I was assigned to No. 3 Mobile Surgical Unit, which was a two hundred-bed hospital station, which operated a casualty clearing station. And casualty-clearing stations were the point beyond which a wounded soldier could not go without being examined.
The convoy left from the River, and it was very interesting because we were there all alone in our little ship. And then suddenly right on cue, all these ships came over the horizon. I was just amazed at the coordination.

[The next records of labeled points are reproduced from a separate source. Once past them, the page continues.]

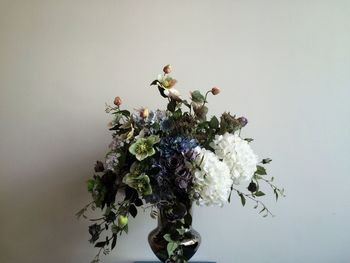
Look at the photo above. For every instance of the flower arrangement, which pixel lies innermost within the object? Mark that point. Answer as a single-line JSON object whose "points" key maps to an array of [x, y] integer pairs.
{"points": [[169, 159]]}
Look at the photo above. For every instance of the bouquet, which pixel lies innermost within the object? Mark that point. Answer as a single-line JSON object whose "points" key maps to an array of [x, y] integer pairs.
{"points": [[169, 159]]}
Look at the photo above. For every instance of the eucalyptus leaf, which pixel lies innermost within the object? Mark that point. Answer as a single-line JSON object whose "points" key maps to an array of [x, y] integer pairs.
{"points": [[171, 247]]}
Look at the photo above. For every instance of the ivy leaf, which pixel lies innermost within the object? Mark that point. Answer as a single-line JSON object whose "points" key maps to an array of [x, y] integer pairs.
{"points": [[133, 210], [100, 244], [259, 193], [114, 241], [214, 123], [260, 170], [242, 199], [171, 247]]}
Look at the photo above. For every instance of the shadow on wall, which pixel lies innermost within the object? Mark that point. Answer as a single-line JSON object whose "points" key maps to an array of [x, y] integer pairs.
{"points": [[39, 223]]}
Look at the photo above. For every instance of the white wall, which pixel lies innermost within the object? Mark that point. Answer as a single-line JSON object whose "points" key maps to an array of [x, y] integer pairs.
{"points": [[283, 64]]}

We were in Avellino then, which is about sixty miles from Naples. Then we were rushed up - I think it was May - to the third attack on Cassino. This was a big experience in Cassino because we were thirteen kilometers from the monastery. We seemed to have been brought up there at the very last minute because it was a great big rush. Everybody was working, the officers as well. They were putting the beds together.
When we were getting ready the troops came by. They were on their way to battle. And we went down to the edge of the property to cheer them on. One of the men got off the truck that he was on - he was very drunk - and he had a rose, which he came and gave me and I've never forgotten that. I don't know where he got the rose. It was such a desolate place where we were.
It's been some years now since I've been back to Cassino and up to the monastery, and it's perfectly restored. There's a special section for the Poles. There was a sign there that said, "We leave our bodies to Italy, our hearts to Poland, and our souls to God." I felt so... it touched me terribly.